Faculty Profile
Ted Buehrer `91: Kenyon music major becomes Kenyon music professor
As a music major at Kenyon, Theodore E. Buehrer '91 did it all. He composed, directed, and performed musical numbers in a variety of shows. He came into his own as a trumpet player. And he discovered jazz. For his senior-honors project, he selected six jazz styles, from Dixieland to bebop to fusion, arranged or composed a piece in each style, and then performed the pieces in recital, with the College's jazz band playing backup.
In a sense, Ted Buehrer was much like the music students he encounters today as a professor. "Kenyon students amaze me in the way they just go for things," says Buehrer, who returned to teach at the College last year. "They're very independent; they know what they want, and they know whom to ask to get it."
Buehrer, who teaches courses in music theory, composition, jazz history, and the use of computer technology in music, believes Kenyon's music program offers a good balance of fundamentals and electives. "I didn't really know what a great musical education I got here until I went to graduate school and faced proficiency exams," he says. "I tested out of all of them, while students from supposedly stronger undergraduate music programs were failing some."

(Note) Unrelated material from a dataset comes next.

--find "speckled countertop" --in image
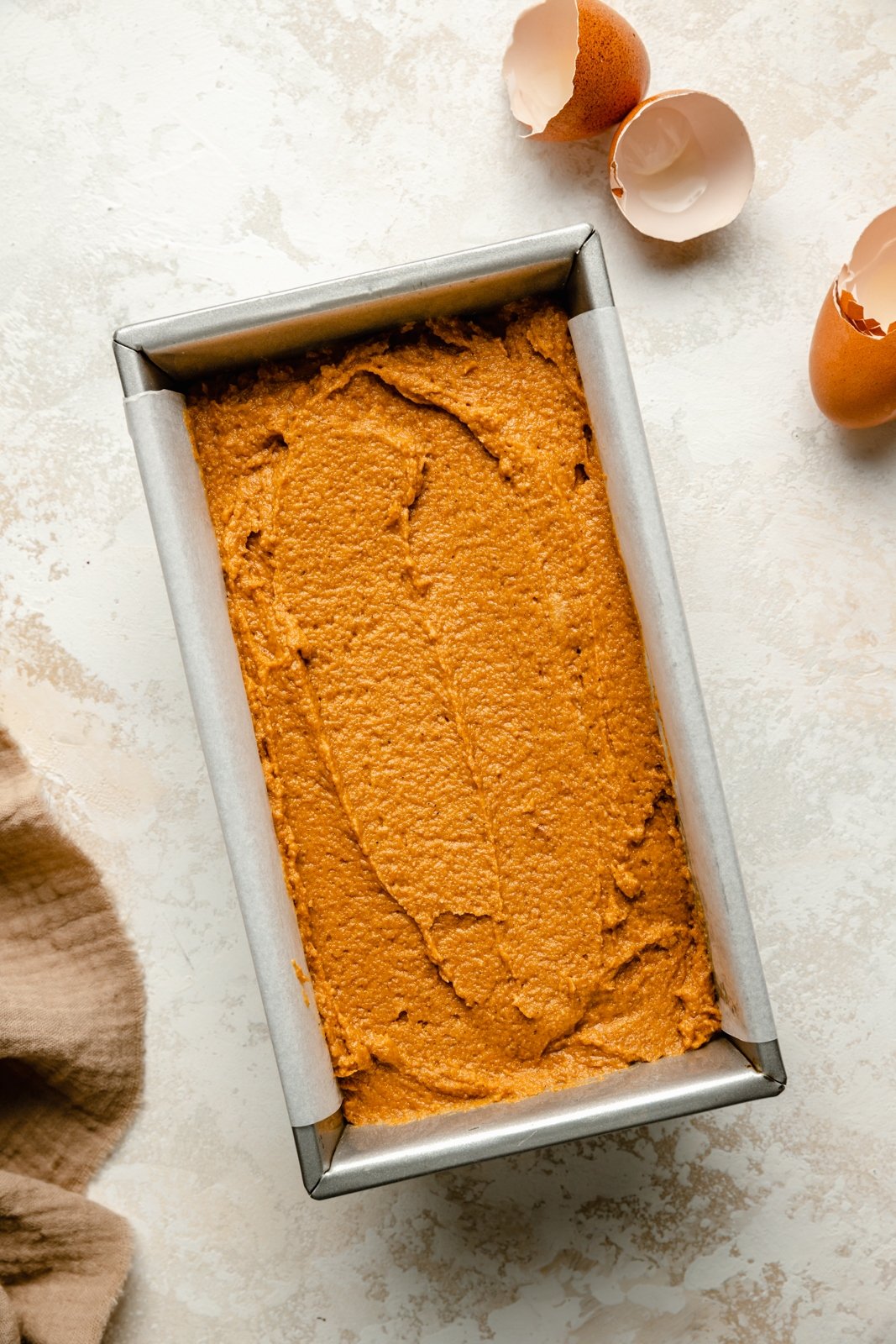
[0,0,896,1344]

A native of Oregon, Ohio, a suburb of Toledo, Buehrer began his own musical education at five, with piano lessons. He added trumpet during elementary school, although he still considered piano his main instrument when he arrived at the College in 1987. While he originally thought he might major in chemistry, he notes that "by the end of freshman year, it was evident that music was where I was headed."
Trumpet was where he was headed, too. As a student, he played in both the jazz band and the Knox County Symphony, as well as the brass choir, for which he served as student conductor during his senior year. He was also active in Kenyon's lively musical theater scene, adapting scores, coaching singers, and playing accompaniment. Among his credits are productions of Godspell, The Gondoliers, Bye Bye Birdie, and You're a Good Man, Charlie Brown.

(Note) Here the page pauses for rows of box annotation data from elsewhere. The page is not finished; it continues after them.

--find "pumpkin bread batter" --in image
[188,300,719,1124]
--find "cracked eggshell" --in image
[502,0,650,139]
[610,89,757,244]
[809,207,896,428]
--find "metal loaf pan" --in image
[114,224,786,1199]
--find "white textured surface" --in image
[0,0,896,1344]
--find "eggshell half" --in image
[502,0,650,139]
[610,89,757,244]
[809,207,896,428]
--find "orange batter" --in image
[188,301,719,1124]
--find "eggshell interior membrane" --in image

"My interest in jazz actually didn't blossom until junior or senior year," says Buehrer. "I really enjoy the instant creativity that jazz improvisation requires. You're making new music in real time." He especially admires trumpet greats Clifford Brown and Dizzy Gillespie, as well as the legendary band leader and composer Duke Ellington.
Buehrer's own compositions, in both the jazz and classical idioms, met with success at Kenyon. In his sophomore, junior, and senior years, works of his were selected for performance as part of the student composition competition.
He went on to graduate school in the prestigious music program of Indiana University, earning a master's degree in jazz studies in 1993. It was a demanding, performance-oriented program, packed with coursework in theory, composition, and music history in addition to lessons and ensemble playing. One of the highlights was a three-week, all-expenses-paid trip to Monte Carlo, where the jazz band (actually, one of four jazz bands at Indiana) played as the house band for a jazz festival.
"We got to play backup for Dave Brubeck and Freddie Hubbard, and we accompanied the singer Betty Carter," recalls Beuhrer. "It was phenomenal."
Buehrer loved playing, but he knew he wanted to teach at the college level. And so he entered the doctoral program in music theory at Indiana. While writing his dissertation, which explores new methods for ear training, he taught a range of undergraduate courses, winning a teaching excellence award in 1997.
Buehrer joined the College's faculty in 1998. After seven years in the intense musical world of Indiana, he finds Kenyon students refreshing. "They're much more interested in studying music from a variety of perspectives," he says. "At Indiana, students want to be left alone to spend five hours a day in the practice room. Students here are much more well-rounded and engaged in a broad academic discussion of music. It makes for a better musician in the end."